Les droits des femmes et des enfants et le droit à l'égalité : La Cour interaméricaine a estimé que le Brésil n'avait pas pris de mesures spéciales pour la protection des enfants conformément à l'article 19 de la Convention américaine. À plusieurs reprises, l'avis a mis en évidence les conditions de pauvreté des travailleurs-euses et ses effets particuliers sur les femmes et les enfants, en particulier ceux d'ascendance africaine. La vulnérabilité accrue rend les femmes pauvres plus susceptibles d'accepter un emploi qui met leur vie et leur intégrité, ainsi que celles de leurs enfants mineurs, en grand danger. L'État n'a fait aucun effort pour empêcher une telle inégalité, que la Cour a jugée comme une violation de l'article 24 (droit à l'égalité devant la loi) et de l'article 26 (droits économiques, sociaux, culturels et environnementaux) en relation avec l'interdiction de la discrimination en vertu Article 1.1 de la Convention américaine.

Enfin, la Cour a estimé que le Brésil n'avait pas fourni de garanties judiciaires et de protections adéquates aux victimes de l'explosion. Au moment de l’avis de la Cour interaméricaine, l’État n’avait achevé que quelques procédures judiciaires liées à l’incident. Dix-huit (18) ans après l’incident, les procédures pénales et civiles étaient toujours en cours ; ce qui constitue une violation flagrante des garanties judiciaires des victimes et du droit à une procédure régulière.

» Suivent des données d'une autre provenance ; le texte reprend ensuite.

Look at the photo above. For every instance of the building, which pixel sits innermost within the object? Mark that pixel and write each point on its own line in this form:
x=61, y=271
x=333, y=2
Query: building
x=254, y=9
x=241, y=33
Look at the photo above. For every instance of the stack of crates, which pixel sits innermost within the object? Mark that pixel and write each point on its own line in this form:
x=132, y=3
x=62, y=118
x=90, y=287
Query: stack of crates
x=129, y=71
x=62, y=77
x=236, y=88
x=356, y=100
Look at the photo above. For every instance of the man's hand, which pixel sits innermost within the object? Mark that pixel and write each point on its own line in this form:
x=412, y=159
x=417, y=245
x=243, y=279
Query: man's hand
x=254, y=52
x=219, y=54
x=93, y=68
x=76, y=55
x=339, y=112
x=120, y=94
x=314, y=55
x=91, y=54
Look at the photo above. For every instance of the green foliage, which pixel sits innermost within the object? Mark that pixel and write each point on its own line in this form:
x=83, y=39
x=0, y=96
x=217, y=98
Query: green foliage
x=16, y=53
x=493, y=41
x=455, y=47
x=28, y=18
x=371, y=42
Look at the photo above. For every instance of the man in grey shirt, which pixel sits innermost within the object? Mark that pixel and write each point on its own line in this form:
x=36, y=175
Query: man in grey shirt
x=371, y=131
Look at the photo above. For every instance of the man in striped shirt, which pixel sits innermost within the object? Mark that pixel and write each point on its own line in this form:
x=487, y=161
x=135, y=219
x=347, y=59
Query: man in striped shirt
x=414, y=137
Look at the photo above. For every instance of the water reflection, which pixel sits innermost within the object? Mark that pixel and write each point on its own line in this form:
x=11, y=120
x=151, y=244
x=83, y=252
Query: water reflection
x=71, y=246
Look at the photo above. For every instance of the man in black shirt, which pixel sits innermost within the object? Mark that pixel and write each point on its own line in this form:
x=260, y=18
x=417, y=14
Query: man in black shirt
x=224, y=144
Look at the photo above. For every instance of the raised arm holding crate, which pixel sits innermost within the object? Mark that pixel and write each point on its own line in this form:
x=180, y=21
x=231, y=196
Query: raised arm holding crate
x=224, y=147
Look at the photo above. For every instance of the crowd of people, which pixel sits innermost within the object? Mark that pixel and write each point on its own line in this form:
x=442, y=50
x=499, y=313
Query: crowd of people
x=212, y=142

Réparations : L'arrêt de la Cour a obligé le Brésil à achever une série de mesures de réparation. Le Brésil a reçu l’ordre de publier le texte intégral de l’arrêt sur un site Web officiel de l’État et doit produire des documents radiophoniques et télévisés résumant l’arrêt de la Cour interaméricaine. En outre, l’État devrait mettre en œuvre une politique systématique d’inspection périodique des sites de production de feux d’artifice et concevoir et mettre en œuvre des programmes de développement socioéconomique pour la population de Santo Antonio de Jesus, essentiellement des communautés pauvres d’ascendance africaine. Enfin, le Brésil devrait indemniser les victimes et leurs familles pour les dommages matériels et immatériels, ainsi que le remboursement des frais et dépenses encourus par les victimes et leurs familles à la suite de l'explosion.

Application des décisions et résultats: 

L’État a déjà publié le résumé de l’arrêt dans ses médias officiels. Le paiement de l'indemnité est toujours en suspens, ainsi que les garanties de non-répétition. À ce jour, il n'y a pas de mises à jour sur les procédures judiciaires en cours, mais la procédure pénale risque de s'étendre au-delà de la prescription, ne tenant ainsi aucun des auteurs – les membres d'une famille riche et puissante de la communauté – responsable.

Groupes impliqués dans le cas: 
Importance de la jurisprudence: 

Cette affaire est importante car il reconnaît à la fois la discrimination intersectionnelle particulière à laquelle sont confrontés les femmes et les enfants noirs pauvres et exige que l'État joue un rôle actif dans la protection desdites communautés. Le fait de ne pas fournir des conditions de travail égales, sûres et saines (généralement des affaires devant les tribunaux étatiques et municipaux) est une violation des droits humains qui mérite l'attention de la communauté internationale. En outre, cette affaire souligne que les pays peuvent être tenus responsables de leur défaut de protection.